El lugar era inmenso, pero estaba protegido por los árboles, sólo el río dejaba su vista abierta, el resto era puro verde y pájaros cantando. La inocencias propia de la edad no deja lugar a la inconsciencia de estar completamente solos y alejados de cualquier accidente, pero esas cosas no se piensan cuando uno planea divertirse pescando carpas. Eramos cinco chicos, dos tres años más pequeños y la hermanda de uno de ellos.
Comenzábamos como los profesionales, lanzando el anzuelo lo más lejos posible, justo en la sombra de los árboles que se inclinaban sobre las aguas, con el miedo entre los dientes de que el cable se enrollase entre sus ramas, el problema de un sencillo chapuzón y una alerta para los indefenso peces que pudieran estar por ahí. Lejos, viajaba el incrustado saltamontes. Esperábamos con paciencia, de mientras construíamos una sencilla presa, para meter dentro la capturas, amontonábamos las piedras dejando que el agua se escurriera entre sus rendijas, un barro intenso de momento, para luego obtener el claro de sus aguas.
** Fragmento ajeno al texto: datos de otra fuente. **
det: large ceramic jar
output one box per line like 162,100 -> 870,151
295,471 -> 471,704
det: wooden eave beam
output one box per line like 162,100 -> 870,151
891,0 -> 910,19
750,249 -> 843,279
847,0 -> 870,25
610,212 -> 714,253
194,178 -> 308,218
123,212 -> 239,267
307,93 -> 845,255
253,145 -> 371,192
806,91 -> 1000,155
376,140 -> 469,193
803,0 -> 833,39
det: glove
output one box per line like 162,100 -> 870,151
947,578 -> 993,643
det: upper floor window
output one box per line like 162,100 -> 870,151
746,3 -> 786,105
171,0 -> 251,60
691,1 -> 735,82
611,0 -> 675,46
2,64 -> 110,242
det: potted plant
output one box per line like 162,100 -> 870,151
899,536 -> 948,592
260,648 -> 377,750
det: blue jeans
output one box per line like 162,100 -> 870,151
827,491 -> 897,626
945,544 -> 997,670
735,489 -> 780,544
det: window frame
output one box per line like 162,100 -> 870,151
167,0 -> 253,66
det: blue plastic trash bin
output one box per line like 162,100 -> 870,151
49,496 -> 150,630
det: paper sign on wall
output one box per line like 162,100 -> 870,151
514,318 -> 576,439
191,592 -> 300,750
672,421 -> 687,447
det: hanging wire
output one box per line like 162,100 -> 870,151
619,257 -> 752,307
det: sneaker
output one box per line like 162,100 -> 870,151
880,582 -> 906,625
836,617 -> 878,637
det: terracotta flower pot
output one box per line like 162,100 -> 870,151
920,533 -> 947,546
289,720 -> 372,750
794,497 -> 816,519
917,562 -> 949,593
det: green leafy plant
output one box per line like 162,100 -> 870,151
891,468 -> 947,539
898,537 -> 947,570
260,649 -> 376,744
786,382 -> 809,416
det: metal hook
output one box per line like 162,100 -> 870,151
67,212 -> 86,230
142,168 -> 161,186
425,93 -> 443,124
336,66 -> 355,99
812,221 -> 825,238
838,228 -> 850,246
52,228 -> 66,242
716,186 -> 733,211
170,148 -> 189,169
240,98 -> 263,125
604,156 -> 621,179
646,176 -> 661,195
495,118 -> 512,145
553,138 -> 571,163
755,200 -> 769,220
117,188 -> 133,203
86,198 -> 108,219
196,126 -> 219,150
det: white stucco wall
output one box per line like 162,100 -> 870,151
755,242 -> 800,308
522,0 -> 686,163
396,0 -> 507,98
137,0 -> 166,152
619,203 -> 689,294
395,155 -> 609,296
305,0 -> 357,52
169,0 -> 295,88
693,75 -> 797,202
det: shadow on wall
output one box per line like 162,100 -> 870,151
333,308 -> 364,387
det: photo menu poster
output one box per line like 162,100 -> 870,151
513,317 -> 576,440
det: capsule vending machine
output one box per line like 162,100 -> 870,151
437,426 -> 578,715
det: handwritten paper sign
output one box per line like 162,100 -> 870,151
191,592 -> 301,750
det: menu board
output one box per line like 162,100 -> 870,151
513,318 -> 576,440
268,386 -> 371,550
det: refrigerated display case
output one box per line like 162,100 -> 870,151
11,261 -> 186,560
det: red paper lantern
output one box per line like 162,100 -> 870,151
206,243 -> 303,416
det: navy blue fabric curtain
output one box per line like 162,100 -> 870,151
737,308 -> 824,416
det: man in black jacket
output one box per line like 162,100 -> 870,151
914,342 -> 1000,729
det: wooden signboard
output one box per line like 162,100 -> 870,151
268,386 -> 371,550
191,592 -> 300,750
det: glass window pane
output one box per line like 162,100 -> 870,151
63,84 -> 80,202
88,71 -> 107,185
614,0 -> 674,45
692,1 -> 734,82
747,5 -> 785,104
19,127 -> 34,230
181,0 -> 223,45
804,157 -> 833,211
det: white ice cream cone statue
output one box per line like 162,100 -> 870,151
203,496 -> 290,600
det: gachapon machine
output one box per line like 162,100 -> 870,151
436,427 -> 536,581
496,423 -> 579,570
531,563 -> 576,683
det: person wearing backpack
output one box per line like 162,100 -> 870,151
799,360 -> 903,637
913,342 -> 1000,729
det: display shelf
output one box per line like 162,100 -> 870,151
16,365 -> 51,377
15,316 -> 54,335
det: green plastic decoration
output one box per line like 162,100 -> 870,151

Como la impaciencia era propia, recogíamos antes el sedal, sin premio y sin presa, por decir que el saltamontes había volado, tal vez por gracia de algún pez o en pleno viaje hacia su chapuzón. Así que después de intentarlo varias veces, cambiábamos nuestro método. Ya que unos metros abajo de ese gran llano, el río se dividía, una parte mucho más ancha y profunda con aguas lentas y calmadas y otra de dos palmos con piedras salpicando su camino, esa era la parte divertida, cambiábamos el anzuelo por las moscas, por la cuchara y lanzábamos el cebo para recogerlo a toda prisa.
Aquí es donde obteníamos gran parte de las presas, la mayoría pequeñas que alojábamos en su nuevo hábitat, futuras comidas para el gato que seguramente ya se estaría relamiendo pensando en que sus alimentadores habían salido de casa.
Me viene a la memoria el sonido del agua, saltando de roca en roca, su blanca espuma propia de la lucha, el sol en plena espalda quemando la tarde, el ruido incesante de los pájaros, el olor intenso a fango y agua, metido de lleno en el curso de las aguas, sintiendo con los pies descalzo las resbaladizas rocas entre mis dedos. Recuerdo como el aire movía los arboles y la hojas entonaban su canción, era uno de los mejores momentos que ahora extraigo de mi recuerdo para vivirlo en presente."